Now my dcs are now young adults both myself and my dh are glad we prioritised our dcs over our careers when they were growing up . Seeing our dcs going into the world as well adjusted adults with whom we have great relationships is far more satisfying than any high power well paid job but which sapped all your energy and time. We made the decision to pull back on work when they were growing up to be there for them. Beforehand we were both in senior positions in our organisations but knew we couldn’t keep doing those jobs and raise our dcs how we would want to so chose our dcs over our careers

Teddleshon · 14/03/2024 09:09

@Mycatsmudge snap, that’s exactly the way we feel.

Mycatsmudge · 14/03/2024 09:27

Just to say we continued working when we stepped back but in more flexible less high profile roles. We were very content to have jobs which worked around the dcs and family life even if people at parties were less impressed when we mentioned what we did

BreakfastAtMilliways · 14/03/2024 21:17

Motherhood has always been portrayed in popular and classic literature as the opposite of adventure, though. Just look at the Anne of Green Gables books. George Eliot even comments wryly on it at the end of Middlemarch. The minutiae of looking after babies and small children occupy the same place in most literary plots as going to the loo.

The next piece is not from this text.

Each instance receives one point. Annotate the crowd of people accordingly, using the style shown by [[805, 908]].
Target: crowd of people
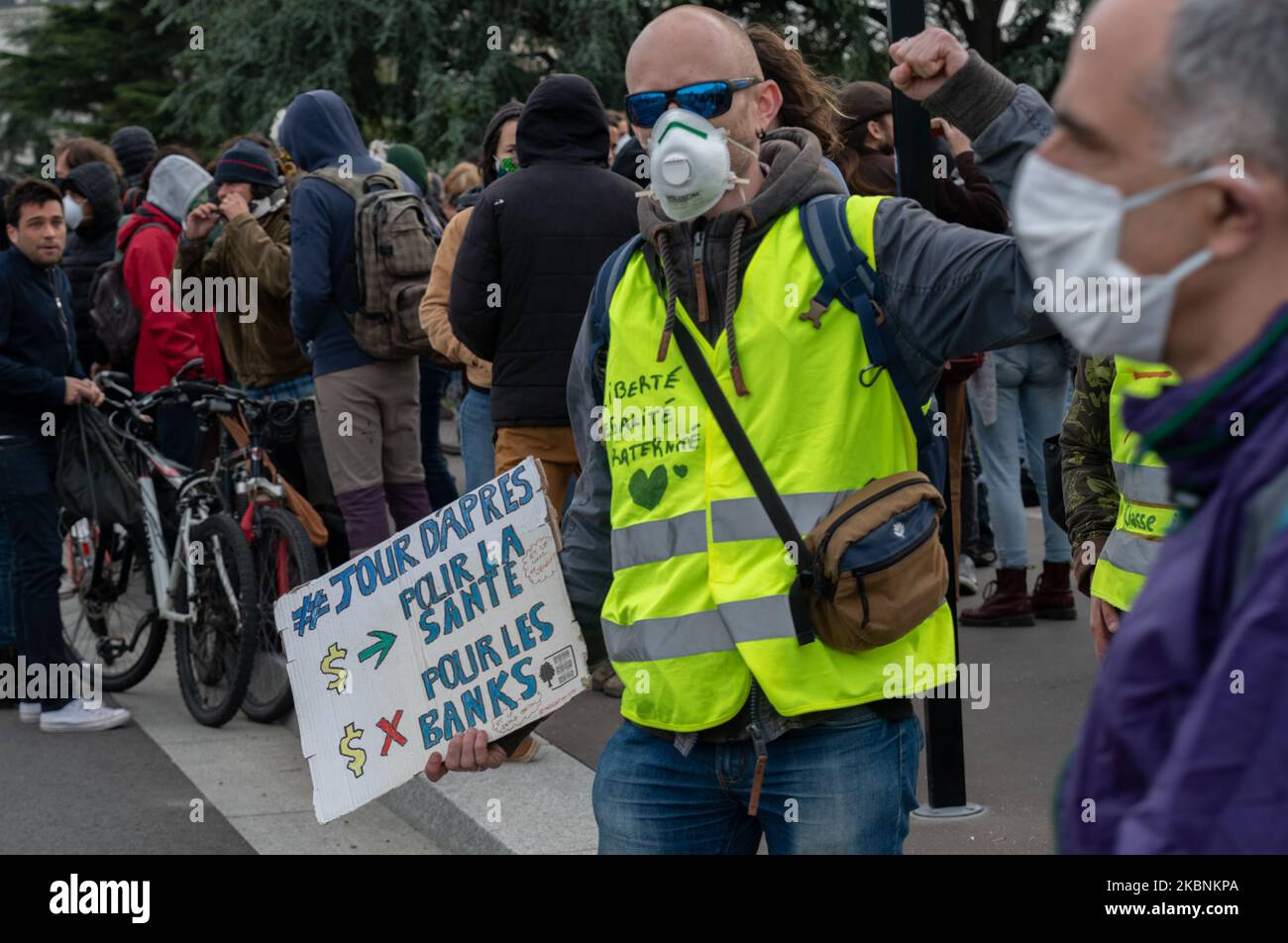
[[583, 249]]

AnonyLonnymouse · 16/03/2024 10:57

But Dorothea did try to do something beyond the normal female role, firstly by being a research-assistant to her first husband and secondly with her money, as a rich widow. But she was hedged in by social structures and those around her being so blinking unsupportive! So I don’t think she can be blamed for picking family life and happiness via motherhood.

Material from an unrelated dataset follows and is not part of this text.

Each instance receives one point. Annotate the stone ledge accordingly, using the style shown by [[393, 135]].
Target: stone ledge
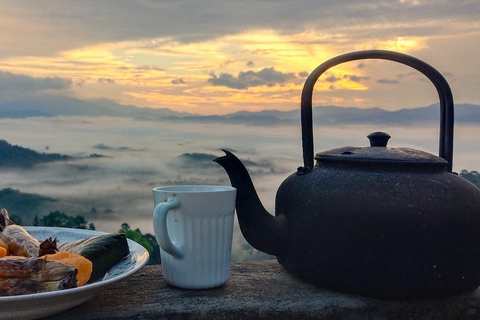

However, in the final paragraphs, George Elliot explicitly states the value of those who are loved by those around them and who ‘rest in unvisited tombs’.

Brb5mins · 16/03/2024 11:25

Going to the loo, or, the effort and reality of child rearing is minimised or invisible.

BreakfastAtMilliways · 16/03/2024 15:55

Brb5mins · 16/03/2024 11:25

Going to the loo, or, the effort and reality of child rearing is minimised or invisible.

Or even taboo. Hence the comparison. For a long time the ‘blood and guts’ side of childbirth and looking after babies and small children was just not talked about, never mind written about. Whereas the blood and guts of battle was elevated to glory. We talk about being ‘in the trenches’ of motherhood but still lack the vocabulary to get it taken seriously due to the taboos of the past.